How to Annoy Judges
There wasn’t much law in the Court of Appeal’s recent decision in Friends Life v Miley [2019] EWCA Civ 261, other than a reiteration of the principle derived from Economides v Commercial Union [1998] QB 587 that a declaration in a proposal, that information is true to the best of the proponent’s knowledge and belief, connotes only a test of honesty, and not accuracy.
However, the decision (which is reported at https://www.bailii.org/ew/cases/EWCA/Civ/2019/261.html) struck me as a textbook example of how to alienate the tribunal.
Background
Mr Miley has a high-powered, high-pressure job at an investment bank. He became (he said) to unwell too work, and for four years he received payments under a Permanent Health Insurance policy written by Friends Life (“FL”). FL then ceased making payments, contending that Mr Miley was exaggerating his condition.
Mr Miley sued Friends Life. The Trial Judge (Turner J) had been unimpressed by an application by FL that he should recuse himself because (or so FL submitted) some questions he had emailed to their QC apparently demonstrated bias. He dismissed the recusal application, and in a subsequent judgment held in favour of Mr Miley
FL appealed to the Court of Appeal, and again pursued a forensic course which seems not to have endeared them to the Lord Justices.
FL’s appeal rested on essentially two grounds.
First, they contended, as I have said, that Mr Miley had exaggerated his condition. Secondly, they contended that he had under-declared his income in the years he was receiving payments under the policy. Both grounds failed.
Exaggeration
As to the first ground, FL did not have permission to challenge the Trial Judge’s finding that Mr Miley jad not been dishonest. Despite that, FL saw fit to describe in the appeal papers a schedule of alleged misrepresentations (which of course might have been made by My Miley, if at all, merely carelessly) as “Lies”. The Court of Appeal didn’t like that.
FL also produced a separate 25-page of "Schedule of Factual Inconsistencies", picking out further alleged inaccuracies in Mr Miley's presentation of his condition, on which the Court of Appeal commented drily that “we were not invited to consider any of these items individually, either in the written or oral arguments presented on behalf of FL, and have not done so.”
Having managed seemingly to alienate the Court in this way, it transpired that much of FL’s case turned on the fact that Mr Miley, while contending that he was too ill to do his job, had nevertheless gone to the pub on various occasions and had been on a number of holidays.
The Court of Appeal was quick to conclude that being too ill to carry out a high-level, high-pressure job didn’t mean that one was likewise incapable of going on holiday.

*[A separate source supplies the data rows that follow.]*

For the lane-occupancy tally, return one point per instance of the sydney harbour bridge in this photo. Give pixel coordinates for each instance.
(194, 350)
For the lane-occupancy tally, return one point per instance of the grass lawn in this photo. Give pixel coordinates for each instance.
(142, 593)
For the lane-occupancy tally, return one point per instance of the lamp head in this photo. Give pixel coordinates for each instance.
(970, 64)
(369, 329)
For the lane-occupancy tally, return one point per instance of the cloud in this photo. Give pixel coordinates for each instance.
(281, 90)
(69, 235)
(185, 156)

It was also unimpressed by FL’s complaint that, while claiming under the policy, Mr Miley had attended a “beer festival”, instead preferring to quote this from the first instance judgment:
" … In so far as the notion of a beer festival might, to the uninitiated, conjure up images of the participants cavorting in lederhosen whilst brandishing overflowing beer steins in scenes of infectious Bavarian gaiety, they must be dispelled. In reality, this was a rather understated affair in which patrons of the local public house were given the leisurely opportunity to sample a range of craft beers."

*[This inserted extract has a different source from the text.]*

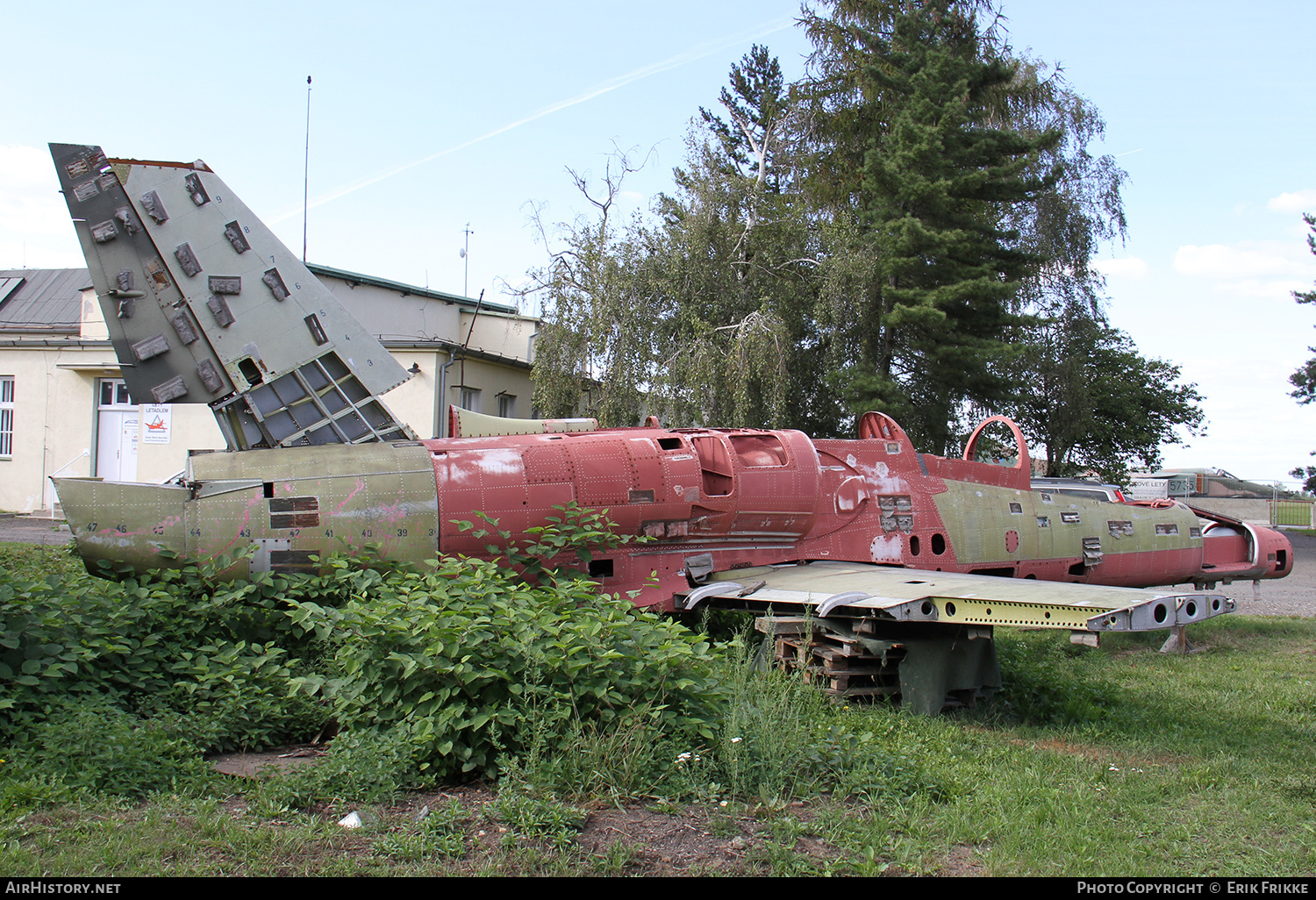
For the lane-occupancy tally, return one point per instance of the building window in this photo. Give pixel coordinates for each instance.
(5, 416)
(471, 399)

It was hardly a surprise that this ground of the appeal failed. Instead, the Court of Appeal held that Mr Miley’s account of the severity of his illness, in his periodic communications with FL, had been entirely accurate.
Under-declaration of Income
FL’s second ground seemed, from a “black letter” perspective, more promising. In two years in which he claimed on the policy, Mr Miley hadn’t disclosed very substantial sums represented by the vesting of shares, which he had received as part of his annual bonus while still working at his investment bank.
Mr Miley relied on the fact that the relevant forms which he supplied to FL each year while claiming on the policy didn’t require him to disclose “income from investments”.
One might have questioned - as FL certainly did - whether that was an apt description for Mr Miley’s receipt of these shares. However, the Court of Appeal was in no mood to accept that argument. Indeed, in the form of McCombe LJ, who gave the only judgement, it was highly critical of how the point had emerged at the trial in the first place:
“I have mentioned what I see as the unsatisfactory manner in which this issue arose at trial. There was no specific indication made anywhere in the pleadings or written arguments before trial that FL were relying upon a misstatement of income by Mr Miley…. The matter only arose when the subject was sprung upon Mr Miley in cross-examination. ..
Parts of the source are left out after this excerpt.